BTW ... If you can post your 4D data somewhere we could research a bit more

The first step is to restrict the relation you're looking for to some family of functions. To do that, you need to come up with a model of how the inputs affect the measured results. Once you've picked the family of functions, the next step is to figure out which member of the family best represents your data.

For example, you might decide the system you're measuring can be modeled with a linear relationship, time = a*x + b*y + c*z; then you can use a linear regression to find parameters a, b, c that best fit your data.

How will you be updating the progress meter as the computation progresses? If it splits up into a large number of steps that run in roughly equal time, then you can just report how many steps have been completed as a percentage of the total, without needing any prior knowledge.

If the computation has a few distinct phases, then you would have to estimate the total contribution of each by some formula, as you say. Still for each phase, you will need a model for how far the computation has progressed through that phase, and that requires some knowledge of the code itself.

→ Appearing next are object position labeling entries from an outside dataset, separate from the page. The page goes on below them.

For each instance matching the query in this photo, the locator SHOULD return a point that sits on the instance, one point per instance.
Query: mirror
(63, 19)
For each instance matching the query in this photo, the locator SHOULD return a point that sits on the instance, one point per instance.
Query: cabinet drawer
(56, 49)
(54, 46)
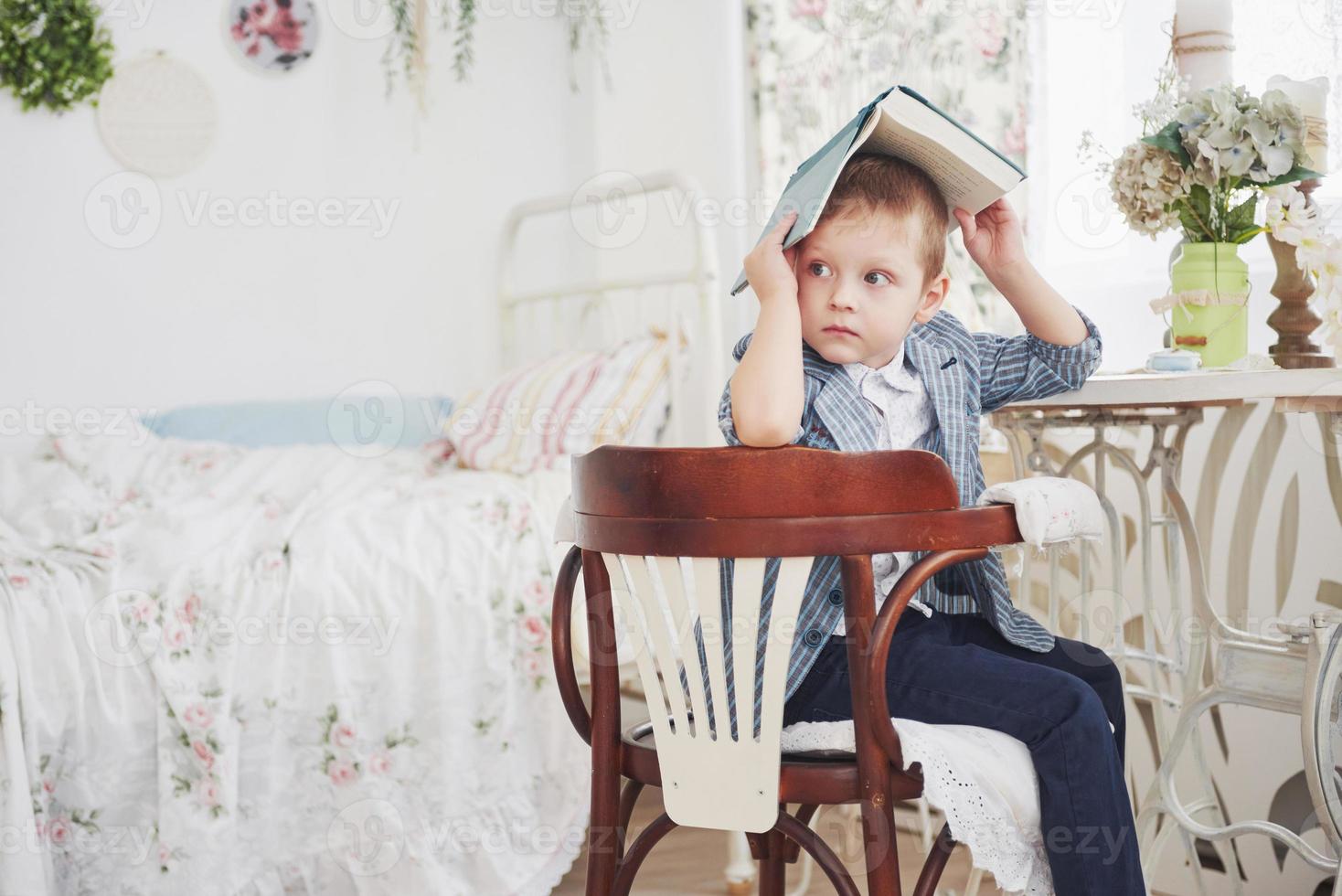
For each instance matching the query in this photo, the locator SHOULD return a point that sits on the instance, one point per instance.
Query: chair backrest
(656, 525)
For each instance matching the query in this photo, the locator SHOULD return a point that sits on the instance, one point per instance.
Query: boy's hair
(869, 181)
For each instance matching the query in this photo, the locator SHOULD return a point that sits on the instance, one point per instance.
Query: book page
(953, 176)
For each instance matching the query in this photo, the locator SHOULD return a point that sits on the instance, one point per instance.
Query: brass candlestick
(1294, 321)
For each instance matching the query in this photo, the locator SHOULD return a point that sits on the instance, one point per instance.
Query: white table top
(1295, 389)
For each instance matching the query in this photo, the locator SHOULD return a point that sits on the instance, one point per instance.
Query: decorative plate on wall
(272, 34)
(157, 115)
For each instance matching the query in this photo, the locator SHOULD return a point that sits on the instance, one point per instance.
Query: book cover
(958, 165)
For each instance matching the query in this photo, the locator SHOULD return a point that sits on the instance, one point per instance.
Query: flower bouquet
(1200, 165)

Knowing more about the nature of input variables here would help. Do you have computation bounds on the code itself, i.e., can you prove that it runs linearly or quadratically in each dimension of the input? Is it a brute-force type of method that is factorial or exponential in one of the inputs? Trying to derive a formula for the running time of the code based the choice of algorithm would likely be more accurate than an empirical regression alone, and may lead you to find a faster algorithm.